Model limits & behavior
The gateway is OpenAI-compatible, but the underlying models from upstream model providers have a
few behaviors that differ from api.openai.com. Most “agent broke” reports
trace back to the points below — read this before filing a bug.
Token limits per model
Every model advertises its limits on the /v1/models endpoint, so SDKs and
agent runtimes can size requests correctly:
curl https://router.mingles.ai/v1/models \
-H "Authorization: Bearer $ROUTER_API_KEY"
{
"object": "list",
"data": [
{
"id": "moonshotai/Kimi-K2.6",
"object": "model",
"owned_by": "mingles",
"context_window": 200000,
"max_output_tokens": 8192
}
]
}
context_window— total input + output tokens the model can hold.max_output_tokens— hard cap on what a single completion can generate.
These are advisory limits the gateway reports; the upstream network enforces the real caps. Always read them at runtime rather than hard-coding numbers.
Reasoning models spend the output budget on “thinking”
This is the single most common surprise. Reasoning-capable models (e.g. Kimi)
generate internal reasoning tokens before the visible answer, and that
reasoning counts against max_output_tokens. If the budget is too small, the
model can spend the entire allowance thinking and return zero visible
tokens — the response looks empty or stalls.
What to do:
- Set
max_tokensdeliberately and generously — don’t leave it at a small default. If you want ~1k tokens of answer, allow several thousand so reasoning has headroom. - If you get an empty completion with
finish_reason: "length", that’s the signature of this problem — raisemax_tokens. - Keep prompts lean so more of the window is available for output.

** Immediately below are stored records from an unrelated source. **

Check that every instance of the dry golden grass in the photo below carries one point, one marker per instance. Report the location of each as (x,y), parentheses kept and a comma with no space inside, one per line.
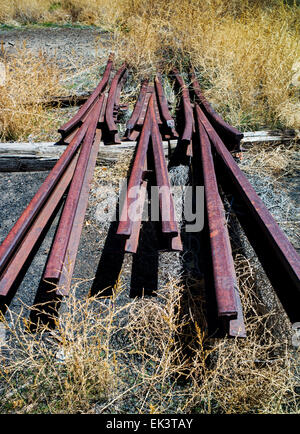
(112,356)
(29,80)
(246,52)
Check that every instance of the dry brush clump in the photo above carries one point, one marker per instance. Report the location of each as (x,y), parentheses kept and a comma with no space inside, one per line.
(29,80)
(111,355)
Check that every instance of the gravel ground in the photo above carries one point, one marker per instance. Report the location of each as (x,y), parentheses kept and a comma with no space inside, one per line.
(72,46)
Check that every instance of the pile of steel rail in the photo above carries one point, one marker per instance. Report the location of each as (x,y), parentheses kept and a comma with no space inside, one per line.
(72,176)
(207,140)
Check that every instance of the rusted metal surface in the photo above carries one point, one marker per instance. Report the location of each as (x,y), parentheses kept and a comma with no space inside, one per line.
(138,107)
(14,237)
(59,247)
(131,244)
(77,119)
(277,255)
(168,222)
(187,108)
(223,267)
(136,176)
(230,135)
(113,91)
(65,279)
(14,267)
(150,123)
(163,104)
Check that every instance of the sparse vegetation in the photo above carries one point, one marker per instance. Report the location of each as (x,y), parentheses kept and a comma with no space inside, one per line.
(246,52)
(111,356)
(154,355)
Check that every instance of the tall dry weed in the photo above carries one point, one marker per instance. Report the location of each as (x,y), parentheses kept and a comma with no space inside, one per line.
(29,80)
(147,356)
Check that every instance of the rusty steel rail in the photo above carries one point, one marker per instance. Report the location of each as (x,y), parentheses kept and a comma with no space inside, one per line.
(131,244)
(169,225)
(225,281)
(59,247)
(16,234)
(163,104)
(187,108)
(138,107)
(136,176)
(84,110)
(137,186)
(16,263)
(231,136)
(111,99)
(162,113)
(276,254)
(65,278)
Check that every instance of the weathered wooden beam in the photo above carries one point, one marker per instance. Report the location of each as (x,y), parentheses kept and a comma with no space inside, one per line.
(25,157)
(22,156)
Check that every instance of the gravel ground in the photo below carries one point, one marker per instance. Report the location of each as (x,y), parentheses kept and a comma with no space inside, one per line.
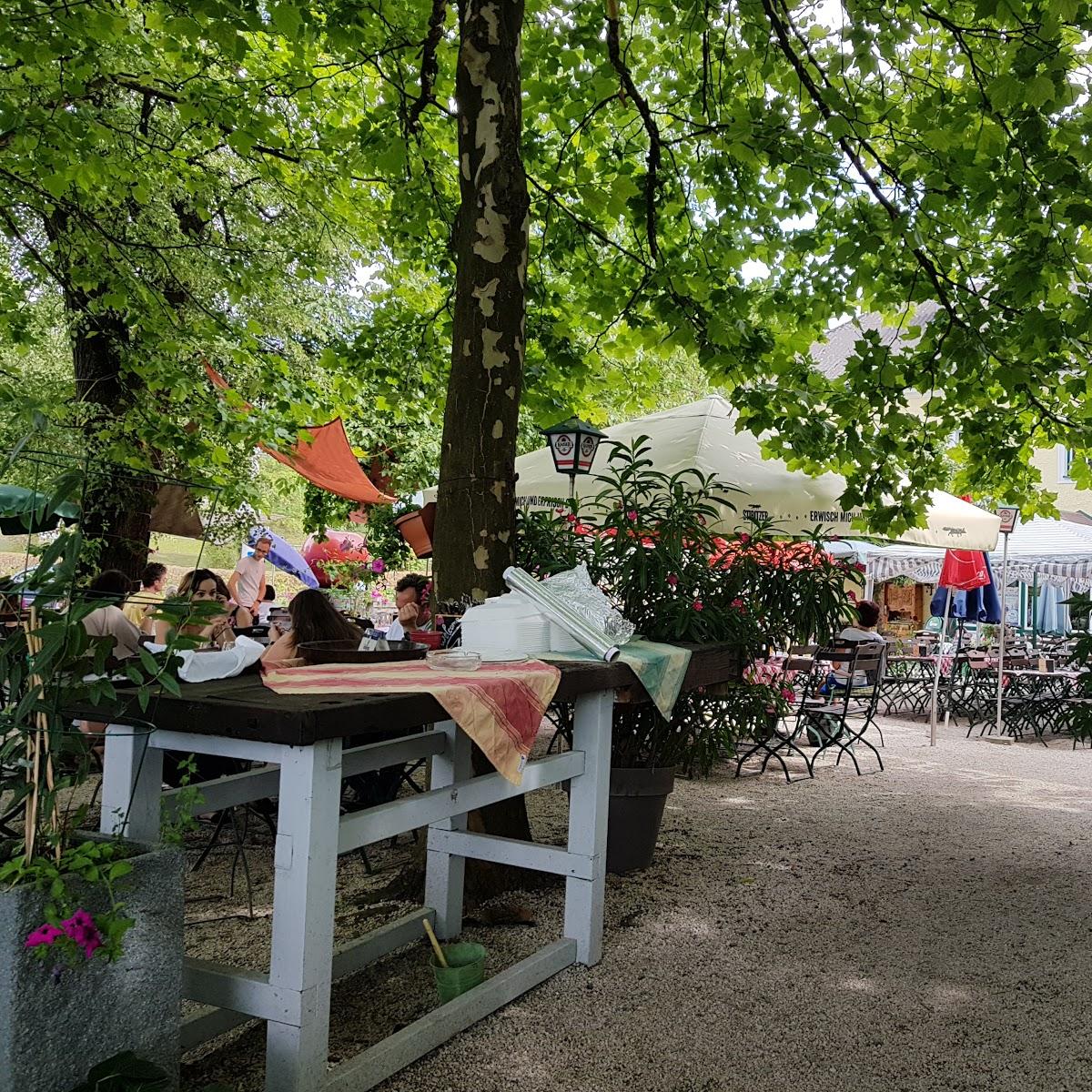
(925,928)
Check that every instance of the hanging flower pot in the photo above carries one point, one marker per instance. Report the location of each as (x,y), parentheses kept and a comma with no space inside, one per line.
(416,529)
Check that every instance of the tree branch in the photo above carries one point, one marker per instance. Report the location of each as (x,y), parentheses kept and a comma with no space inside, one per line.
(430,66)
(631,88)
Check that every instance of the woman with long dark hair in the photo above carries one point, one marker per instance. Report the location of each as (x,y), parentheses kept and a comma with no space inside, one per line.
(202,585)
(314,618)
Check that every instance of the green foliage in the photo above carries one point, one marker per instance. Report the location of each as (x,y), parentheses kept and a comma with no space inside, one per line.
(263,188)
(647,543)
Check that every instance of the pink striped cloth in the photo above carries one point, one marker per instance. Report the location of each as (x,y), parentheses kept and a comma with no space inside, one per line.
(500,705)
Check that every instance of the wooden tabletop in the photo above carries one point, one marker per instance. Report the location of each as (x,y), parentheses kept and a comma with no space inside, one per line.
(243,708)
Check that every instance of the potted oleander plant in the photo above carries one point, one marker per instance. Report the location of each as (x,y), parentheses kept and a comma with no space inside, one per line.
(91,926)
(648,544)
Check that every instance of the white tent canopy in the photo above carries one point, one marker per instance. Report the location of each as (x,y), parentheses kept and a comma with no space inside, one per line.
(1048,551)
(703,435)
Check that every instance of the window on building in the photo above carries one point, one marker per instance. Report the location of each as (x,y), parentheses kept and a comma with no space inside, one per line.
(1066,457)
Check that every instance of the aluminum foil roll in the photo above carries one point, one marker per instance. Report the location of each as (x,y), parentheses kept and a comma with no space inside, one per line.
(561,612)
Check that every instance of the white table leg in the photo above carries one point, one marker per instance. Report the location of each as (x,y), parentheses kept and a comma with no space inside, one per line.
(132,781)
(305,885)
(588,824)
(445,872)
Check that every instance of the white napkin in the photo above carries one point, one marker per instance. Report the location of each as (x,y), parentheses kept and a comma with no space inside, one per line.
(221,664)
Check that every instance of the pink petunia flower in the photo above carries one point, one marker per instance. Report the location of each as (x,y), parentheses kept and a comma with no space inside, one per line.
(44,935)
(82,931)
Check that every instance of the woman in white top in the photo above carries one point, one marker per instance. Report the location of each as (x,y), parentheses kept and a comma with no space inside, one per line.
(112,587)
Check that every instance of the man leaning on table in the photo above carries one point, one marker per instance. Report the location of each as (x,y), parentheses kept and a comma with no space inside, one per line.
(247,584)
(410,598)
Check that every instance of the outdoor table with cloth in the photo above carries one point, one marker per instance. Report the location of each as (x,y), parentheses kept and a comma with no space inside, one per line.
(310,742)
(1038,702)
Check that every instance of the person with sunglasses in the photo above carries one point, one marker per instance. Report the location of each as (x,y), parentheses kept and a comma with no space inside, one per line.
(247,584)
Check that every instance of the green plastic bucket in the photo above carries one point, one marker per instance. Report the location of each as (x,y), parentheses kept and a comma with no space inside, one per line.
(464,971)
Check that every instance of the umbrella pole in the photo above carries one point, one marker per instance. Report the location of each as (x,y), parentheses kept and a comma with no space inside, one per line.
(951,676)
(1000,643)
(936,674)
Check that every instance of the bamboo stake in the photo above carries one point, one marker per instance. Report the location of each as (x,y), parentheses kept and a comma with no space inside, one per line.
(441,959)
(37,746)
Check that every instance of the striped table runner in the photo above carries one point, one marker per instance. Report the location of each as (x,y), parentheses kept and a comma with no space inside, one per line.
(500,705)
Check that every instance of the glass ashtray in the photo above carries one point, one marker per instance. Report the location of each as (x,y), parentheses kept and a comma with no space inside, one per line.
(453,660)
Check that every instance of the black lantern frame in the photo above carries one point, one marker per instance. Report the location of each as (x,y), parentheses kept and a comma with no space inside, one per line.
(573,445)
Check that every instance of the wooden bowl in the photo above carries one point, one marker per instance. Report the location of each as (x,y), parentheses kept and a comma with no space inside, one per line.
(347,652)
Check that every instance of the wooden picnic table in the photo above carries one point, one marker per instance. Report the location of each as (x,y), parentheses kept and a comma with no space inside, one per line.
(305,746)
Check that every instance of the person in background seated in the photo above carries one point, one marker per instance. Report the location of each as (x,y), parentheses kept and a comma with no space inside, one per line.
(140,606)
(267,605)
(112,588)
(247,584)
(410,598)
(314,618)
(864,632)
(202,585)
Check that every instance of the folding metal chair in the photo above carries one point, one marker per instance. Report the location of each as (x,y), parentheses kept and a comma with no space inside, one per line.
(835,713)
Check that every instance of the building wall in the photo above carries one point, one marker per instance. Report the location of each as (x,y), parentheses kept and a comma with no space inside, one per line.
(1051,463)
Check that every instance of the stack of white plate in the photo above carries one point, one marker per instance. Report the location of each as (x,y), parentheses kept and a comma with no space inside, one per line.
(505,628)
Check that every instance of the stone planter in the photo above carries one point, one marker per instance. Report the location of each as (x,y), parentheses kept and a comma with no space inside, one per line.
(53,1032)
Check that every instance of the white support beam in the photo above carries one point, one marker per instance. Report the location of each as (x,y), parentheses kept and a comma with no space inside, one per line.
(588,824)
(224,746)
(355,955)
(375,824)
(443,873)
(234,995)
(241,991)
(207,1024)
(375,1065)
(511,851)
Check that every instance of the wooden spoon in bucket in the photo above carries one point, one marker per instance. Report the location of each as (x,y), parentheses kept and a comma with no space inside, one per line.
(436,944)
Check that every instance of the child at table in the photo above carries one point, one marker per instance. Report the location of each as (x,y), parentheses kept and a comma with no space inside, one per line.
(314,618)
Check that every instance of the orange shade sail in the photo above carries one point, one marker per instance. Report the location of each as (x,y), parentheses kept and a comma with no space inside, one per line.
(327,460)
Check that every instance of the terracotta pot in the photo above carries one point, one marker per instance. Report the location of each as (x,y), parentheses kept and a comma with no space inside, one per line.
(418,528)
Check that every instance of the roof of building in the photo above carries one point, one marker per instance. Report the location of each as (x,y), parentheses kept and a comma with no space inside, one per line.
(836,348)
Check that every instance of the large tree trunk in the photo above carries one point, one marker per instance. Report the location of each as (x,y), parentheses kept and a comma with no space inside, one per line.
(475,519)
(117,507)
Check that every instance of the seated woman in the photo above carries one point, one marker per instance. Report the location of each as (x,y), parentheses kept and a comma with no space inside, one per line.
(202,585)
(112,588)
(314,618)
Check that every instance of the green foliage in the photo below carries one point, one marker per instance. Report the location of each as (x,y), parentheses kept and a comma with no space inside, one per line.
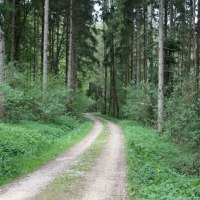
(154,167)
(25,146)
(181,115)
(140,104)
(80,103)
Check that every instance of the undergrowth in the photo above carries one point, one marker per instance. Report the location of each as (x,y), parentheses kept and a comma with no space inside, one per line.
(71,183)
(158,168)
(27,145)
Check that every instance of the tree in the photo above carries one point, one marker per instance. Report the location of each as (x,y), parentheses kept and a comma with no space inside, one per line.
(1,55)
(70,75)
(45,45)
(161,70)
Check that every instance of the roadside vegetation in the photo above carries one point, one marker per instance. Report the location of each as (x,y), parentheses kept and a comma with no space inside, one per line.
(157,167)
(70,183)
(27,145)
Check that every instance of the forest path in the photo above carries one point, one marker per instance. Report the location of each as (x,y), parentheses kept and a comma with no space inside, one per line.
(105,180)
(32,184)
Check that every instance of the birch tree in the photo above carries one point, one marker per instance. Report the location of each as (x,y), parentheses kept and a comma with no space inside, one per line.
(161,70)
(45,44)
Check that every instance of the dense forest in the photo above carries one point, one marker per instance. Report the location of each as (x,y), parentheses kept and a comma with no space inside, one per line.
(135,60)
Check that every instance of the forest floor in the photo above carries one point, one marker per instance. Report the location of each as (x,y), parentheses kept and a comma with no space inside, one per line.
(95,169)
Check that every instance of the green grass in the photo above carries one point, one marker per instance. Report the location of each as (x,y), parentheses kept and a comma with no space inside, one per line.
(156,166)
(69,184)
(27,145)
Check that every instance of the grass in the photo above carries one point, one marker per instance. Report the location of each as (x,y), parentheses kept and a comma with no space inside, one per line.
(70,184)
(158,168)
(153,166)
(27,145)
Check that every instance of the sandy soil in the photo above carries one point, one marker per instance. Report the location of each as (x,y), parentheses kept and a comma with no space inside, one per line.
(107,179)
(32,184)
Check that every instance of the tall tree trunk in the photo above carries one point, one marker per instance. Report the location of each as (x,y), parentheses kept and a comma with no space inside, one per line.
(161,71)
(45,45)
(12,46)
(70,76)
(194,42)
(198,47)
(138,48)
(149,33)
(36,46)
(2,51)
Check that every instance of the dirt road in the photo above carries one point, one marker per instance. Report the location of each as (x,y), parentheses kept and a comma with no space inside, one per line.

Truncated tool calls → malformed JSON
When a tool call is cut off by max_output_tokens, the partial
<tool_call>{... fragment can reach your client as malformed JSON arguments.
The gateway detects this case, keeps finish_reason: "length" (so you can
retry), and logs it — but it cannot invent the missing half.
What to do:
- Raise
max_tokensso the tool call can complete. - Shorten tool schemas (keep them well under 8 KB total — see Tools & agents).
- On
finish_reason: "length"during a tool call, retry with a larger budget.
Large system prompts
Agents that ship 30k+ token system prompts (some OpenClaw/Hermes presets) can exhaust the input side of the window or starve the output budget. Trim the system prompt, or move static context into a retrieval step instead of pasting it on every request.
No KV cache
There is no prompt/KV caching across requests today. Re-sending the same long prefix is re-processed every time — it does not get cheaper or faster on repeat. Design agent loops to avoid re-sending unchanged context where you can.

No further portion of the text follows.